Sunday, September 23, 2012

Why Do We Hold Final Review Sessions

It is fairly well established now that the overview lecture before a final exam does absolutely nothing for students who have been keeping up with the class.  In fact it tends to lead them into a false sense of confidence that may make further studying difficult.  Yet every class i've TAed held multiple sessions where a pair of TAs tried to treat the entire 300-500 person class like a very large section.  Nobody ends up doing much physics and many of the questions boil down to "Can you tell us what's on the exam?"  (Since the professor was once a TA himself, he hasn't even discussed the exam with us.)  If i were running the show, things would be done differently.

The Goal: The only way to learn physics is to do physics.  We want to encourage students to form small groups and do problems together.  We want to minimize getting stuck but encourage doing tricky problems.  The experience should be made enjoyable so they can keep doing it for multiple hours without their brains locking up, which tends to happen around Hour 1 of a traditional review session.

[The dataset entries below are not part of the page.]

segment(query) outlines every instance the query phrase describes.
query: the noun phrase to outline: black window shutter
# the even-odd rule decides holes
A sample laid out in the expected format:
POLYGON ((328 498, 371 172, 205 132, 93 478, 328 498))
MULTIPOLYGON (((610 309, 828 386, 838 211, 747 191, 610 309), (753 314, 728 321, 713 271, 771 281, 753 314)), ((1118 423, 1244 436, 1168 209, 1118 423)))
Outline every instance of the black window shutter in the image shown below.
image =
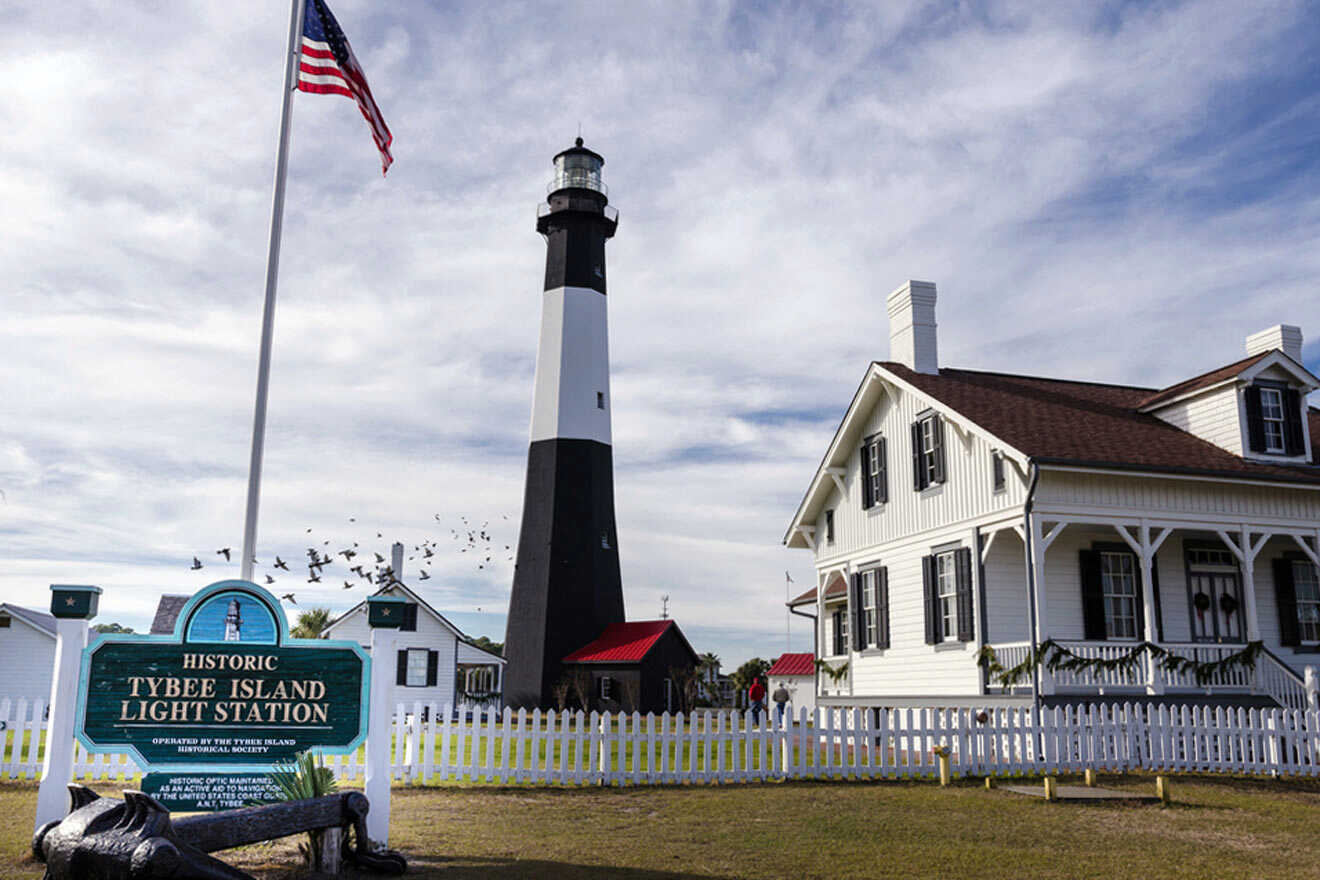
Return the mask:
POLYGON ((887 504, 890 500, 890 453, 888 453, 888 438, 882 437, 879 443, 875 446, 875 455, 880 459, 880 480, 876 487, 879 495, 876 501, 880 504, 887 504))
POLYGON ((866 632, 862 621, 866 619, 866 610, 862 608, 862 573, 853 574, 853 650, 866 649, 866 632))
POLYGON ((871 445, 867 442, 862 443, 862 508, 866 509, 875 504, 875 499, 871 497, 871 445))
POLYGON ((1088 641, 1105 640, 1105 584, 1100 577, 1100 551, 1082 550, 1081 559, 1081 619, 1082 636, 1088 641))
POLYGON ((921 422, 912 422, 912 488, 925 488, 925 467, 921 460, 921 422))
POLYGON ((935 476, 933 483, 944 482, 944 420, 931 417, 931 434, 935 437, 935 476))
POLYGON ((940 584, 935 577, 935 557, 921 557, 921 586, 925 591, 925 644, 936 645, 944 641, 944 627, 940 625, 940 584))
POLYGON ((1261 416, 1261 388, 1251 385, 1246 394, 1246 445, 1253 453, 1265 451, 1265 417, 1261 416))
POLYGON ((954 559, 958 563, 958 641, 972 641, 977 637, 972 604, 972 550, 958 548, 954 559))
POLYGON ((878 640, 879 648, 890 646, 890 570, 887 567, 876 569, 875 571, 875 639, 878 640))
POLYGON ((1279 606, 1279 644, 1300 645, 1302 632, 1298 627, 1298 591, 1292 582, 1292 559, 1274 561, 1274 599, 1275 604, 1279 606))
POLYGON ((1296 388, 1288 388, 1283 392, 1283 451, 1287 455, 1302 455, 1307 451, 1307 441, 1302 431, 1302 394, 1296 388))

The Space: I'm thinking a big open space, maybe a ballroom or open gallery, with lots of little tables seating no more than 6-8.  There's plenty of space to walk between the tables in straight lines and the occasional double-sided whiteboard scattered throughout.  Nearby, we'll need two or three smaller rooms (maybe seating 30-50?) set up for impromptu lectures.  A central microphone might be nice if you want to announce something to a whole class, but it could easily become more annoying than useful.

The People: All intro physics sections will be invited with students coming and going as they please.  We'll put each class in a different section of the room, but all TAs will be wandering around ready to answer any question from any section. The idea is when you do get stuck, we should minimize the time between raising your hand and the arrival of a TA.  Professor attendance might be nice for a few hours, but optional.

The Problems: By this point in the class students have several past exams, practice exams and old homeworks to go over.  They should be encouraged to bring study material but blank copies of these will be available on request.  I've always thought the idea of making students make their own crib sheets was ridiculous, but it might be an effective learning tool if they could get TA guidance at a session like this.

The Tables: Small.  I'm imagining round, but experiments with a group working at each end of a rectangular table might be worthwhile.  All tables will have extra pencils, scratch paper and water bottles.  Since its annoying to get stuck and hold your hand up until a TA arrives, we should have some sort of signal at the table.  Maybe every table has a white flag on the end of a 3 ft dowel rod.  If you get stuck, stick the flag in a little base on the table and move on to the next problem with both hands free until a TA arrives.  (This is especially important for intro electromagnetism where the Right Hand Rule is so often employed.)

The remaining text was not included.